To our knowledge, our model is the most clinically relevant model of metformin intervention during maternal diet-induced glucose-intolerant pregnancy that is currently reported, with treatment dose and maternal serum concentrations comparable with those in human studies . The main strength is the long-term follow-up of both male and female offspring, providing causal evidence for the development of obesity beyond young adulthood. This is especially pertinent as most phenotypes emerge after 6 months of age, a common maximum endpoint in developmental programming studies. This prolonged follow-up revealed age-sensitive sexually dimorphic effects of maternal obesity and metformin intervention. Although offspring were followed up until 12 months of age, the lifespan of mice is around 2 years and therefore this equates to middle age . Since the age of offspring heavily influenced metabolic outcomes, it is important that future studies assess effects beyond 12 months.
Metformin treatment during a pregnancy complicated by GDM has clear short-term beneficial effects beyond glycaemic control, including decreased gestational weight gain (benefiting a subsequent pregnancy by preventing excessive interpregnancy weight gain ), lower incidence of pre-eclampsia, and improved neonatal outcomes [4, 49]. However, the findings of offspring adiposity and fatty liver resulting from maternal metformin exposure are concerning, as both childhood and adult obesity are an increasing problem worldwide . Therefore, the relative short-term benefits and potential adverse long-term metabolic effects must be weighed against one another. It is vital that the outcomes investigated in the current study are addressed in human trials, as we cannot exclude species-specific differences, or that the intervention might have different effects depending on clinical indication or timing of metformin prescription. Offspring follow-up beyond childhood is therefore crucial in human clinical trials.
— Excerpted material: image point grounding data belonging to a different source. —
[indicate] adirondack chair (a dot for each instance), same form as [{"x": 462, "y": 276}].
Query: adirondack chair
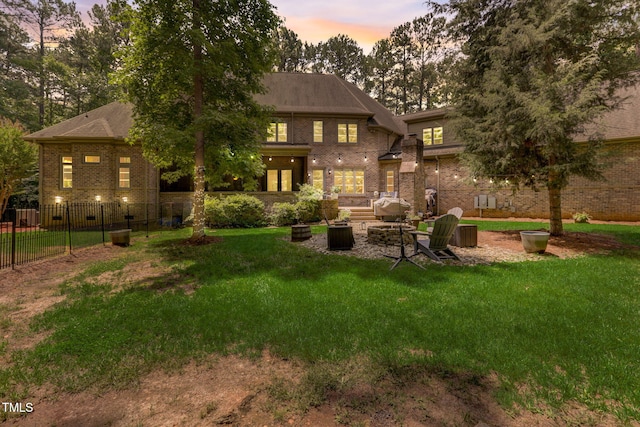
[
  {"x": 436, "y": 246},
  {"x": 457, "y": 211}
]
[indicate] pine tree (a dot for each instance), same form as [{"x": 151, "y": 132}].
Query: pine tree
[{"x": 533, "y": 75}]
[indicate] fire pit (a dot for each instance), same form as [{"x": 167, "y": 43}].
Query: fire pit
[{"x": 388, "y": 235}]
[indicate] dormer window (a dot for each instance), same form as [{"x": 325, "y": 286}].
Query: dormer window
[
  {"x": 277, "y": 132},
  {"x": 348, "y": 132},
  {"x": 433, "y": 136}
]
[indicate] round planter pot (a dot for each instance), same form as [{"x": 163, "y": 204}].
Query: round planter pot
[{"x": 534, "y": 241}]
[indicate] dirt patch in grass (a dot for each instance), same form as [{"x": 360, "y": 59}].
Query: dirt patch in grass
[{"x": 265, "y": 391}]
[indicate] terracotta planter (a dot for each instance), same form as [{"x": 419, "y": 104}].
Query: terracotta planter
[{"x": 534, "y": 241}]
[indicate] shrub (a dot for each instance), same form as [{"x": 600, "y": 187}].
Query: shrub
[
  {"x": 283, "y": 214},
  {"x": 309, "y": 205},
  {"x": 236, "y": 211}
]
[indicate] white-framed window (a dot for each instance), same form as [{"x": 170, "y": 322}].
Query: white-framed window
[
  {"x": 391, "y": 182},
  {"x": 67, "y": 171},
  {"x": 348, "y": 133},
  {"x": 317, "y": 179},
  {"x": 124, "y": 172},
  {"x": 91, "y": 158},
  {"x": 279, "y": 180},
  {"x": 277, "y": 132},
  {"x": 433, "y": 136},
  {"x": 350, "y": 181},
  {"x": 318, "y": 131}
]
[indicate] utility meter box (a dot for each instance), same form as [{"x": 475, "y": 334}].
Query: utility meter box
[{"x": 484, "y": 202}]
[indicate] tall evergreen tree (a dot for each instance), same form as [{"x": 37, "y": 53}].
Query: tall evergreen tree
[
  {"x": 382, "y": 65},
  {"x": 535, "y": 73},
  {"x": 50, "y": 21},
  {"x": 17, "y": 94},
  {"x": 291, "y": 58},
  {"x": 402, "y": 44},
  {"x": 191, "y": 73},
  {"x": 343, "y": 57}
]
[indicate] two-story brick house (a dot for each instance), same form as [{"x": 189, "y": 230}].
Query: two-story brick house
[
  {"x": 328, "y": 133},
  {"x": 325, "y": 132}
]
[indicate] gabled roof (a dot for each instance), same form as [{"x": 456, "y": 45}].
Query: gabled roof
[
  {"x": 620, "y": 124},
  {"x": 111, "y": 121},
  {"x": 304, "y": 93},
  {"x": 298, "y": 93}
]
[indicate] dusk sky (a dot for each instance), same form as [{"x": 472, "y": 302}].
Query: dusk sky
[{"x": 365, "y": 21}]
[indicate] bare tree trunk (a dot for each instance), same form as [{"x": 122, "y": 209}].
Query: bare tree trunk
[
  {"x": 199, "y": 173},
  {"x": 555, "y": 206}
]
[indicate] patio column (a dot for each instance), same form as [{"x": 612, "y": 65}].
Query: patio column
[{"x": 411, "y": 186}]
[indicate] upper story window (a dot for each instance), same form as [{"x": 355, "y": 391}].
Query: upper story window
[
  {"x": 318, "y": 134},
  {"x": 391, "y": 182},
  {"x": 348, "y": 132},
  {"x": 277, "y": 132},
  {"x": 91, "y": 159},
  {"x": 67, "y": 172},
  {"x": 124, "y": 172},
  {"x": 317, "y": 179},
  {"x": 432, "y": 136}
]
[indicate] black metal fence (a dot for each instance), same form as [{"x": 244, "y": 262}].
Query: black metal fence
[{"x": 31, "y": 234}]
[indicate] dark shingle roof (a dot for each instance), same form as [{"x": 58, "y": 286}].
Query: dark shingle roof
[
  {"x": 287, "y": 92},
  {"x": 110, "y": 121},
  {"x": 304, "y": 93}
]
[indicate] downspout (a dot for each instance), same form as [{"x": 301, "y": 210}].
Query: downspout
[{"x": 438, "y": 186}]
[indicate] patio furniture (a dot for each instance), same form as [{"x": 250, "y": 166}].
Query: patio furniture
[
  {"x": 340, "y": 238},
  {"x": 436, "y": 246},
  {"x": 465, "y": 236},
  {"x": 453, "y": 211},
  {"x": 403, "y": 256}
]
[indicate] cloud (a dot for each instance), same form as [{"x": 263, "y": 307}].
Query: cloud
[{"x": 315, "y": 30}]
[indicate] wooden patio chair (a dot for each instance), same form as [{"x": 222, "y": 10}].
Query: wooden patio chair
[
  {"x": 457, "y": 211},
  {"x": 436, "y": 246}
]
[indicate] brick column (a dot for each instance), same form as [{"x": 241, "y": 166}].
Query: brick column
[{"x": 411, "y": 186}]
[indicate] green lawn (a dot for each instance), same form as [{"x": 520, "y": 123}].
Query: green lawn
[{"x": 567, "y": 329}]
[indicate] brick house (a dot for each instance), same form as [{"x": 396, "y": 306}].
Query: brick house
[
  {"x": 325, "y": 131},
  {"x": 328, "y": 133},
  {"x": 615, "y": 199}
]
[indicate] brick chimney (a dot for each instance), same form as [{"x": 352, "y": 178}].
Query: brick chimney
[{"x": 412, "y": 174}]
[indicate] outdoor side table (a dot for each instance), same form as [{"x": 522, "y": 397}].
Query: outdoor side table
[{"x": 340, "y": 237}]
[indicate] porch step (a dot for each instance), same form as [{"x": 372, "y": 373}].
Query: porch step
[{"x": 360, "y": 213}]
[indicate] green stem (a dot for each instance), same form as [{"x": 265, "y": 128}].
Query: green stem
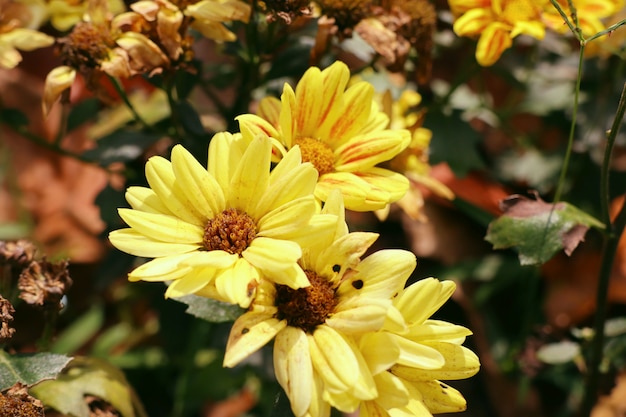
[
  {"x": 612, "y": 238},
  {"x": 126, "y": 100},
  {"x": 570, "y": 141},
  {"x": 200, "y": 332}
]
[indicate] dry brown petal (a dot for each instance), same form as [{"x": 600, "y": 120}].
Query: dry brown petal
[
  {"x": 6, "y": 317},
  {"x": 44, "y": 283},
  {"x": 16, "y": 402},
  {"x": 19, "y": 253}
]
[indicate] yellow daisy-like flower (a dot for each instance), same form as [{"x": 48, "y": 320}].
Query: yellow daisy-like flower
[
  {"x": 15, "y": 36},
  {"x": 316, "y": 358},
  {"x": 217, "y": 231},
  {"x": 496, "y": 22},
  {"x": 412, "y": 354},
  {"x": 413, "y": 161},
  {"x": 590, "y": 15},
  {"x": 341, "y": 132}
]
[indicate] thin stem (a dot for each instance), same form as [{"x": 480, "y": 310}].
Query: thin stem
[
  {"x": 610, "y": 248},
  {"x": 570, "y": 141},
  {"x": 125, "y": 99}
]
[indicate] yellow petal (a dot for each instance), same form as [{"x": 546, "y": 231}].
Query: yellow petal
[
  {"x": 333, "y": 359},
  {"x": 57, "y": 81},
  {"x": 237, "y": 283},
  {"x": 200, "y": 188},
  {"x": 494, "y": 40},
  {"x": 162, "y": 227},
  {"x": 380, "y": 275},
  {"x": 162, "y": 180},
  {"x": 460, "y": 363},
  {"x": 251, "y": 177},
  {"x": 249, "y": 333},
  {"x": 159, "y": 269},
  {"x": 365, "y": 151},
  {"x": 145, "y": 199},
  {"x": 293, "y": 368},
  {"x": 134, "y": 243}
]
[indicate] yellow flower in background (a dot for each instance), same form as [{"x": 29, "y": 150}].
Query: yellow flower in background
[
  {"x": 316, "y": 358},
  {"x": 496, "y": 23},
  {"x": 341, "y": 132},
  {"x": 216, "y": 232},
  {"x": 15, "y": 34},
  {"x": 590, "y": 15},
  {"x": 413, "y": 161},
  {"x": 413, "y": 353}
]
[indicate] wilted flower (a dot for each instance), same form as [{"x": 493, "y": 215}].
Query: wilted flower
[
  {"x": 341, "y": 132},
  {"x": 15, "y": 35},
  {"x": 413, "y": 353},
  {"x": 44, "y": 283},
  {"x": 316, "y": 358},
  {"x": 218, "y": 231},
  {"x": 496, "y": 23}
]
Metformin exposure in utero during diet-induced obese pregnancy increased metabolic risk factors in a sex- and age-dependent manner. Our work highlights the importance of following up offspring of both sexes throughout the life course, in addition to immediate effects on mother and fetus, and illustrates the complexity of balancing short-term benefits of therapeutic agents that cross the placenta vs any long-term metabolic risks. Alternative treatment regimens or formulations that retain maternal benefits but limit fetal exposure to metformin might be promising areas of future research.